Sam Lang, 12/18/2012 08:59 PM

Actions

Copy link

Updated by Sam Lang over 11 years ago

File full3.logs full3.logs added
Description updated (diff)

The hang occurs because a client requests a max size increase, but doesn't have write caps, so the mds puts it on the waiting list for the lock to reach a stable state, which never gets notified.

Actions

Copy link

Updated by Sam Lang over 11 years ago

Status changed from In Progress to 7

Proposed fix in wip-3637. The client's max size request in MClientCaps gets dropped if the file lock is in a non-stable stable (sync->mix). The fix pushes the max size request through to the check_inode_max_size call that is made once the lock moves to a stable state (mix).

Actions

Copy link

Updated by Greg Farnum over 11 years ago

I don't remember where this ended up. Was the proposed fix problematic, or did it never get looked at?

Actions

Copy link

Updated by Sam Lang over 11 years ago

Sage has a different proposed fix than what's in the branch. Still needs to be tested.

Actions

Copy link

Updated by Sage Weil over 11 years ago

Status changed from 7 to Fix Under Review
Assignee changed from Sam Lang to Sage Weil

Actions

Copy link

Updated by Sage Weil over 11 years ago

Status changed from Fix Under Review to In Progress
Assignee changed from Sage Weil to Sam Lang

Actions

Copy link

Updated by Greg Farnum over 11 years ago

Priority changed from Normal to High

Actions

Copy link

Updated by Greg Farnum about 11 years ago

Assignee changed from Sam Lang to Sage Weil

Actions

Copy link

Updated by Sage Weil about 11 years ago

Status changed from In Progress to 12

Actions

Copy link

#10

Updated by Sage Weil about 11 years ago

Assignee deleted (~~Sage Weil~~)

Actions

Copy link

#11

Updated by Greg Farnum about 11 years ago

Priority changed from High to Urgent

Actions

Copy link

#12

Updated by Greg Farnum about 11 years ago

#4489 is probably a duplicate of this and has steps to reproduce, if we need alternate angles of attack. (And we should verify that assessment once we fix this bug.)

Actions

Copy link

#13

Updated by Greg Farnum about 11 years ago

Assignee set to Greg Farnum

Starting to look at this now.

Actions

Copy link

#14

Updated by Greg Farnum about 11 years ago

Status changed from 12 to In Progress

Since I apparently forgot to mention it here, this has nothing to do with #4489; I just pattern-matched a little too quickly.
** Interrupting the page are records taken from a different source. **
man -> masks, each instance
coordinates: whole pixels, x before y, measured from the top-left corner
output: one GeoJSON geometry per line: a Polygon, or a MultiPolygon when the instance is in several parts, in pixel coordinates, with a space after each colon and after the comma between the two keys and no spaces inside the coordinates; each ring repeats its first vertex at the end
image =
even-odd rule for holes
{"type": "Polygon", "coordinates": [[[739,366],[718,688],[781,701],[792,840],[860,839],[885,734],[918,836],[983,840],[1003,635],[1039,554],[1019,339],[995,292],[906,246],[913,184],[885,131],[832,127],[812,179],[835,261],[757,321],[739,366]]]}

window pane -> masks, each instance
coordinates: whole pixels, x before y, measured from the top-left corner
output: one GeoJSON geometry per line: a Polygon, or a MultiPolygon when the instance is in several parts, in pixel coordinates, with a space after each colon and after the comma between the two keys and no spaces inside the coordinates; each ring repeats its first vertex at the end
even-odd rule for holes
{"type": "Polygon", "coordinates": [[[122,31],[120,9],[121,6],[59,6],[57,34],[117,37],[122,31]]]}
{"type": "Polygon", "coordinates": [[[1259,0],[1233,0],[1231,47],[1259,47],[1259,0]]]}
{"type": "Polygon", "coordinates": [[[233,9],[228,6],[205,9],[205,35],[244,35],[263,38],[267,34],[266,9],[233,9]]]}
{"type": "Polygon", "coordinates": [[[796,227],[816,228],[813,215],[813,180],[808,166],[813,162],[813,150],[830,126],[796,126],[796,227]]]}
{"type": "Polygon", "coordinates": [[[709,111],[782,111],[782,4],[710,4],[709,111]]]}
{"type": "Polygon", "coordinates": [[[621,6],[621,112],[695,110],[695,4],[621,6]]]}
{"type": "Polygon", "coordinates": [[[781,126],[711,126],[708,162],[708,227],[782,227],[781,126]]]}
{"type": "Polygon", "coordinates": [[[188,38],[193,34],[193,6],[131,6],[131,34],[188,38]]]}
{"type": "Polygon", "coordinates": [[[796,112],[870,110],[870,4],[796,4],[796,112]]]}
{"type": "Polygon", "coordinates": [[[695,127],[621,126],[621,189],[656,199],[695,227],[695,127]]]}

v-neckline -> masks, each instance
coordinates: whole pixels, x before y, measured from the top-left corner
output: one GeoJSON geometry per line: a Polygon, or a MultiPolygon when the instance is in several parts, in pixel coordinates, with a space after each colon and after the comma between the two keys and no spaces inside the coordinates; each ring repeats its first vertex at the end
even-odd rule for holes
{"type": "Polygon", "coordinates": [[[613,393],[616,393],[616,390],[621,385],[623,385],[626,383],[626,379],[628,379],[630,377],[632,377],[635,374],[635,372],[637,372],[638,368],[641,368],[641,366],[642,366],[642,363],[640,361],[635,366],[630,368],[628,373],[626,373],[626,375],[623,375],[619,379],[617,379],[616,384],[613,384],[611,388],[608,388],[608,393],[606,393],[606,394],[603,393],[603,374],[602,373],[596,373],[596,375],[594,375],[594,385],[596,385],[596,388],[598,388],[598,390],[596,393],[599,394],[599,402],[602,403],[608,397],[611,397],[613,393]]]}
However, I do have a first pass couple patches in wip-max_size-3637. I need to do some testing with it to make sure first that I can reproduce the issue, and second that this branch fixes it without causing other issues (it is passing a single-client fsx.sh smoke test at least).
If anybody can suggest a more elegant solution that doesn't involve reworking the data structures involved I am all ears; the parameter explosion is making me a bit sad, although I'm glad to say it doesn't add any extra branches. Especially if it doesn't involve broadcasting the new max_size to all clients — speaking of which, I may be over-increasing the size due to the different levels of interpretation happening; I need to check that...

Actions

Copy link

#15

Updated by Greg Farnum about 11 years ago

I'm having difficulty reproducing this at all on current next, but am leaving it churning in the background... :/

I am seeing some other interesting warnings that may need their own bug, though:

INFO:teuthology.orchestra.run.out:access    bw(MiB/s)  block(KiB) xfer(KiB)  open(s)    wr/rd(s)   close(s)   total(s)   iter
INFO:teuthology.orchestra.run.out:------    ---------  ---------- ---------  --------   --------   --------   --------   ----
INFO:teuthology.orchestra.run.out:ior WARNING: inconsistent file size by different tasks.
INFO:teuthology.orchestra.run.out:WARNING: Expected aggregate file size       = 125829120.
INFO:teuthology.orchestra.run.out:WARNING: Stat() of aggregate file size      = 41943040.
INFO:teuthology.orchestra.run.out:WARNING: Using actual aggregate bytes moved = 125829120.
INFO:teuthology.orchestra.run.out:write     200.38     40960      256.00     0.000183   0.598818   0.097357   0.598851   0
INFO:teuthology.orchestra.run.out:ior WARNING: inconsistent file size by different tasks.
INFO:teuthology.orchestra.run.out:WARNING: Expected aggregate file size       = 125829120.
INFO:teuthology.orchestra.run.out:WARNING: Stat() of aggregate file size      = 41943040.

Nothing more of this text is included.